Welcome to the Tübingen Search Engine project repository! This project aims to build a search engine focused on Tübingen, integrating web crawling, information retrieval, and a modern web interface.
Visualization source: Jina AI
The project is organized into the following directories:
- /src: Contains the core Python code for web crawling (
/crawler
) and information retrieval (/retriever
). - /frontend: Houses the React/Next.js application for the web interface.
- /backend: Includes the FastAPI-based backend server code.
The main crawler can be found in the /src/crawler
directory. The crawler is responsible for fetching web pages,
extracting text content, and storing the data.
The information retrieval system is located in the /src/retriever_v2
directory. It includes the indexing and search
components. The ensemble retrieval model combines the BM25, embedding-based, and NLI-based retrieval models. The code
can be found in the /src/retriever_v2/main.py
directory.
Follow these instructions to set up and run the Tübingen Search Engine locally.

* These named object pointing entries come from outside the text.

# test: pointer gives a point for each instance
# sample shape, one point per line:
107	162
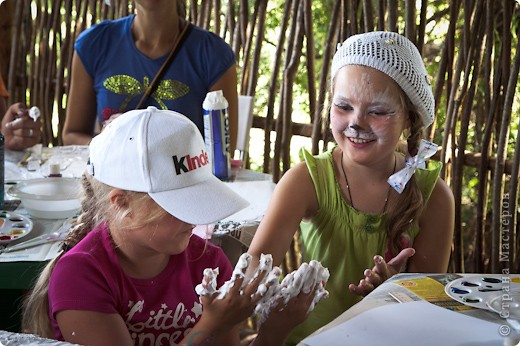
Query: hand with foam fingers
381	272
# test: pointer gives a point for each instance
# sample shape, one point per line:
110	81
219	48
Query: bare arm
228	84
432	246
294	199
81	107
93	328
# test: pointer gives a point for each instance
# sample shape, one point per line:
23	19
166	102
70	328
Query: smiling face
167	234
147	229
368	113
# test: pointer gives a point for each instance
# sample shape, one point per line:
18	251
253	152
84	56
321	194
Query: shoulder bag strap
153	85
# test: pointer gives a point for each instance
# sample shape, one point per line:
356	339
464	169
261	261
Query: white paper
412	323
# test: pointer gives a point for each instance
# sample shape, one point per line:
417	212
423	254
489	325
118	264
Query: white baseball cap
162	152
397	57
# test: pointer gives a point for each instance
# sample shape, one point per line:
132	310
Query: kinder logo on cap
189	163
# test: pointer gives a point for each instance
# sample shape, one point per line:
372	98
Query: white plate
479	290
13	227
49	198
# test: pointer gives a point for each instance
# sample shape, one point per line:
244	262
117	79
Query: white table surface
253	186
389	312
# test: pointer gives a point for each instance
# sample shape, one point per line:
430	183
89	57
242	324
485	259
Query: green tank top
343	239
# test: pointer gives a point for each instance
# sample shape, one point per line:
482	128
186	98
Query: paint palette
493	292
13	227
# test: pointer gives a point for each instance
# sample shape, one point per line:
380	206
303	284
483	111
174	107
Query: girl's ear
118	199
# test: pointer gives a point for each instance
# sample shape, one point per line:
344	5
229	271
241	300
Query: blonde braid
410	203
35	314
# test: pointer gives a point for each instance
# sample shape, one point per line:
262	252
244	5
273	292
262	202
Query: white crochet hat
395	56
162	152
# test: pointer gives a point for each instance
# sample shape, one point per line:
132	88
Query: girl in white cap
352	215
128	271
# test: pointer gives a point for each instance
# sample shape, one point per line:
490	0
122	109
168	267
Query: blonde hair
95	210
410	203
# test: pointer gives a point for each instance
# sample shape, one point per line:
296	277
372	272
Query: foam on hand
208	286
273	292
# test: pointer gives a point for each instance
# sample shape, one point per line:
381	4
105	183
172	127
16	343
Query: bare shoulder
296	189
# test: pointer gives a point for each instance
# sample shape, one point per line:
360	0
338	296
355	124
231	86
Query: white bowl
49	198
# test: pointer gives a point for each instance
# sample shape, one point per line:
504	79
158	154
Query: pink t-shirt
157	311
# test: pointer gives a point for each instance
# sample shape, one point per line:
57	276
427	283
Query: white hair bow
399	180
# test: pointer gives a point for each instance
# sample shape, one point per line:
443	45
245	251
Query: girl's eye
345	107
381	113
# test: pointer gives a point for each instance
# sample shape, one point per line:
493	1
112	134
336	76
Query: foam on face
304	279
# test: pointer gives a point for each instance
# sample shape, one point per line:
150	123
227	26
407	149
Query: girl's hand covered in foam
310	276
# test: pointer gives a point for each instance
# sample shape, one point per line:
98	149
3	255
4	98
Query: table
19	271
413	309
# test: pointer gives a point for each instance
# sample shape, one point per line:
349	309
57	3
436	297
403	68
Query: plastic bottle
216	133
2	172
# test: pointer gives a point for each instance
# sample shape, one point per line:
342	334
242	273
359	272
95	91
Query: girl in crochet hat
128	270
363	204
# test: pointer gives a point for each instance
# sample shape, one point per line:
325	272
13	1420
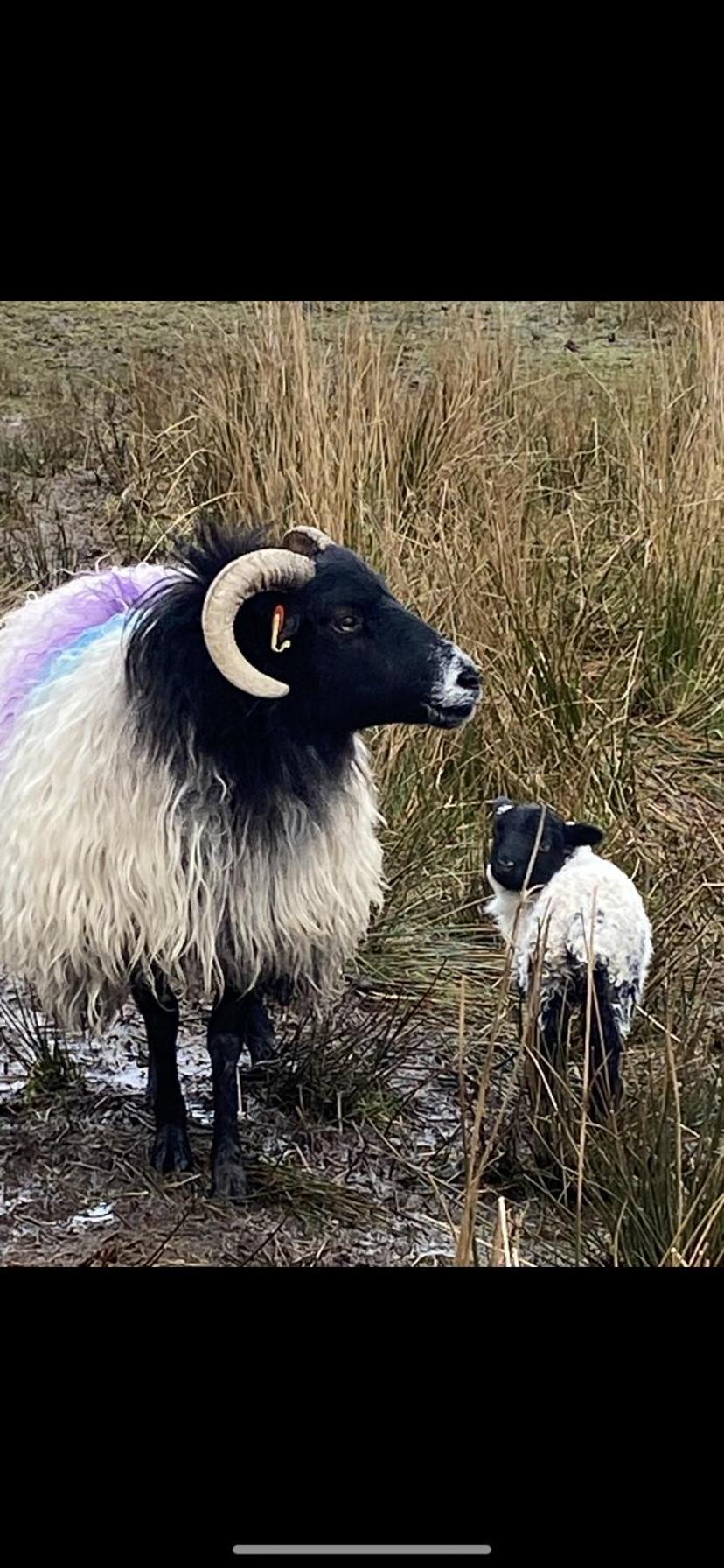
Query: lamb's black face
514	835
356	655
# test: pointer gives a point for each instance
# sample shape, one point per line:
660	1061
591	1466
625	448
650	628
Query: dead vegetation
567	530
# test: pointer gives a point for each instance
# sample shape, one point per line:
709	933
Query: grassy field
546	483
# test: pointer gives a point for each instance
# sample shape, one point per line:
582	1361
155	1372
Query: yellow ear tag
276	629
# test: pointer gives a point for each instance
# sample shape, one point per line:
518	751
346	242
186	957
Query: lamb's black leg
553	1032
605	1047
170	1150
233	1023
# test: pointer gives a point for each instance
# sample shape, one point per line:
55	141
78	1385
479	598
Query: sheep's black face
356	655
514	835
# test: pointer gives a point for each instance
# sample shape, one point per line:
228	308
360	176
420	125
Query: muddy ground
379	1186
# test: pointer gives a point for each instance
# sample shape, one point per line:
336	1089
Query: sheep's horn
306	542
233	584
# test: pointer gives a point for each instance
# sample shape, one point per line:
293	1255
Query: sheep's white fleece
588	904
108	864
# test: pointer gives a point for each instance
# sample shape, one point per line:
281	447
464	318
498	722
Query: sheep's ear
579	833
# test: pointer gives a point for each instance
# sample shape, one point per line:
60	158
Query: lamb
567	912
187	805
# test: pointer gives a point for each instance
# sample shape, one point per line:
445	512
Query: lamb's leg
553	1032
235	1021
605	1047
171	1150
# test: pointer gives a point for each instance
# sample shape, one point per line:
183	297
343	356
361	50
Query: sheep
187	803
569	912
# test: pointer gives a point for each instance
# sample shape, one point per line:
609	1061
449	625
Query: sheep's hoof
262	1047
227	1176
171	1150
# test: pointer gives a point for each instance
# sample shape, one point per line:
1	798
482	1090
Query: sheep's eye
346	621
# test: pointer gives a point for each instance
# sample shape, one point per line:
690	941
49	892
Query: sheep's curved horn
306	542
233	584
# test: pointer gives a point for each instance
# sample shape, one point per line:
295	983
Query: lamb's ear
579	833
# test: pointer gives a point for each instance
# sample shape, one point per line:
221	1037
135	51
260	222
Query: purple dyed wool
71	610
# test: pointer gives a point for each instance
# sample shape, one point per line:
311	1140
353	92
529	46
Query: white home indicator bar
362	1551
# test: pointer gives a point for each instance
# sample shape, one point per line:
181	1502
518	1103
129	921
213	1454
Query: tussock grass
569	534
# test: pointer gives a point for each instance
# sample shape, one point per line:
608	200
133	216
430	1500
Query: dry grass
566	532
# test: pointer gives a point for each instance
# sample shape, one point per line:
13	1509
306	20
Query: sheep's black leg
605	1047
171	1150
233	1023
259	1031
553	1029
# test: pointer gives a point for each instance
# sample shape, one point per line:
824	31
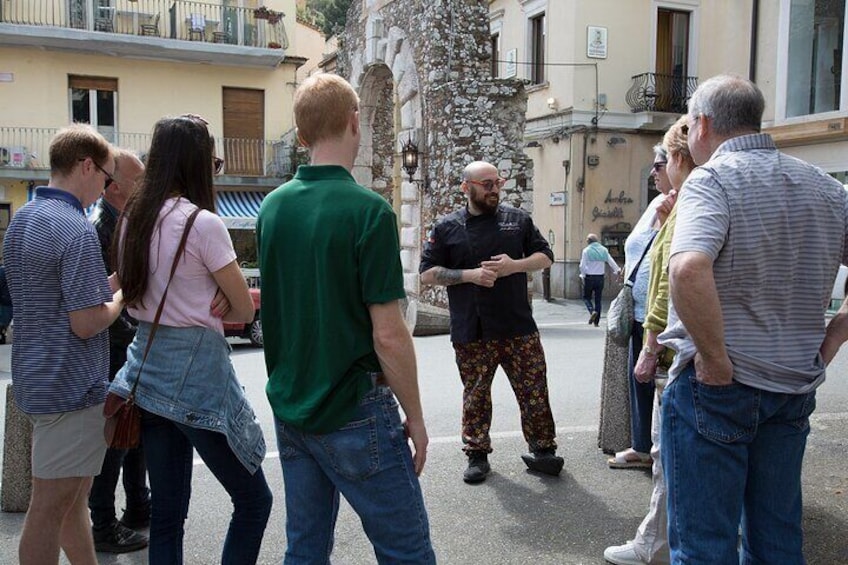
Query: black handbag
620	316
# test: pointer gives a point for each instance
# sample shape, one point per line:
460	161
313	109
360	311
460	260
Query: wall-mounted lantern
409	154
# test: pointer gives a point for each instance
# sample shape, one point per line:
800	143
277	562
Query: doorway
244	131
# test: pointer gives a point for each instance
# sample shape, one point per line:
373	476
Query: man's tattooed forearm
448	276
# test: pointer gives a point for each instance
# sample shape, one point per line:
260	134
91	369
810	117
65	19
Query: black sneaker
544	461
118	539
478	467
136	519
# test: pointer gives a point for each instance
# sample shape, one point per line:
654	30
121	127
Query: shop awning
239	209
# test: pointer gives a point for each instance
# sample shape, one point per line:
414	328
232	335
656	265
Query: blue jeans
101	499
369	462
593	288
641	396
168	448
733	453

- Python 3.x (recommended: Python 3.10+)
- Node.js (recommended: Node.js 20.14+)
- npm (Node Package Manager)
Additionally, you need to have the document text files in the /src/retriever_v2/index/docs
directory and the
frontier dataset in the /src/retriever_v2/index/index.csv
.
Clone the repository to your local machine:
git clone https://github.com/baz2z/mse-group-project.git
cd mse-group-project
From the root directory, install the Python dependencies:
pip install -r requirements.txt
Navigate to the frontend/
directory and install Node.js dependencies:
cd frontend/
npm install
This installs the required npm packages for the React/Next.js frontend.
In the backend/
directory, start the FastAPI server:
uvicorn app:app --reload
This command launches the backend server with auto-reloading enabled for development. The server will be accessible at http://localhost:8000.
Start the Frontend Development Server
In the /frontend
directory, start the React/Next.js development server:
npm run dev
Open your browser and navigate to http://localhost:3000 to view the Tübingen Search Engine.